We also have a petrol station, a shop - all mod cons in fact. What with the metalled road and the gate to close off the wilderness, this must really be civilisation. There's also someone with a home-made greenhouse on his plot. Now isn't that what they call optimism? I don't think that you could even persuade a Combrailles courgette to grow around here.
And so let's talk about Red Bay for a while. It is one of the most historic places in the whole of Canada, and yet nothing at all was known about its astonishing past until comparatively recently. And when the facts unravelled itself, all research into its more recent history ground to a shuddering halt.
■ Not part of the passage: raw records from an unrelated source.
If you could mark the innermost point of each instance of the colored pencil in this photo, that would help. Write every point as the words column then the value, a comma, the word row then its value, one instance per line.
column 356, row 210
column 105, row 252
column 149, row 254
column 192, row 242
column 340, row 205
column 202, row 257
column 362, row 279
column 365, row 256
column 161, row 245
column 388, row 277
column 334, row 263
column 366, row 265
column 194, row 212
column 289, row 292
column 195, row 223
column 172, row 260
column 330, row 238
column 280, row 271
And that's a shame because its more recent history, or such that I have been able to uncover, is fascinating enough and I wish that there was more information available.
Just one glance at the situation of the village, clinging to the shores of the sea just here, will tell you everything that you need to know about the history of the area. And that is of course that whatever economic development that there was around here was firmly connected to the sea.
It's hard to imagine that there might be anywhere else along the coast a large bay as accessible as this one and yet as sheltered from the extremes of the weather. There's a large island right across the mouth of the bay blocking the worst of the easterlies, and another large island in the bay itself to give added protection from the wind.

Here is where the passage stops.